The bill is as wide ranging as is the coverage of DHS. Sections within this bill that may be of specific interest to readers of this blog include:
Sec. 101. Drone assessment and analysis;
Sec. 212. Transportation Worker Identification Credential waiver and appeals process;
Sec. 533. Medical Countermeasures Program;
Sec. 601. Cybersecurity and Infrastructure Protection Agency;
Sec. 701. Improving cybersecurity risk assessments, information sharing, and Coordination;
Sec. 702. Cybersecurity enhancements to maritime security activities;
Sec. 703. Vulnerability assessments and security plans;
Sec. 801. Authorization of the National Computer Forensics Institute of the Department of Homeland Security;
Sec. 901. CBRNE Office;
Sec. 902. Chemical Division;
Sec. 1901. [Cybersecurity] Information sharing;
Sec. 1902. Homeland security [cybersecurity] grants;
Sec. 2101. Cybersecurity research and development projects;
Sec. 3001. State and local coordination on cybersecurity with the National Cybersecurity and Communications Integration Center;
Sec. 3231. Surface Transportation Inspectors; and
Sec. 3234. Security training for frontline transportation workers;
I am not going to attempt to describe the provisions of all of the above sections; I’ve dealt with each of them in discussing their source legislation. Suffice to say there is nothing new here and I have not been able to find any significant changes in any of the provisions.

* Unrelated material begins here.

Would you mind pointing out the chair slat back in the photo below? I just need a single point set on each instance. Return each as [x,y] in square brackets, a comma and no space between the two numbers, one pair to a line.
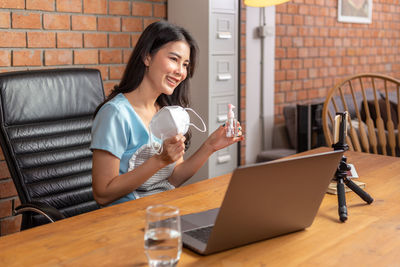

It looks like McCaul is making one last attempt to get Congress to address all of these homeland security issues. Addressing the individual bills piecemeal in the lame duck session is simply not possible, even under suspension of the rules. There is a remote chance that this bill could be considered, but first McCaul has to convince nine other Committee Chairs to sign-off on the bill before it comes to the floor.
I suspect that the bill could pass with some bipartisan support. The question is whether or not there is enough bipartisan support to allow the bill to be considered under suspension of the rules. If not, the bill is unlikely to be considered in the House and would never be considered in the Senate before the end of the session.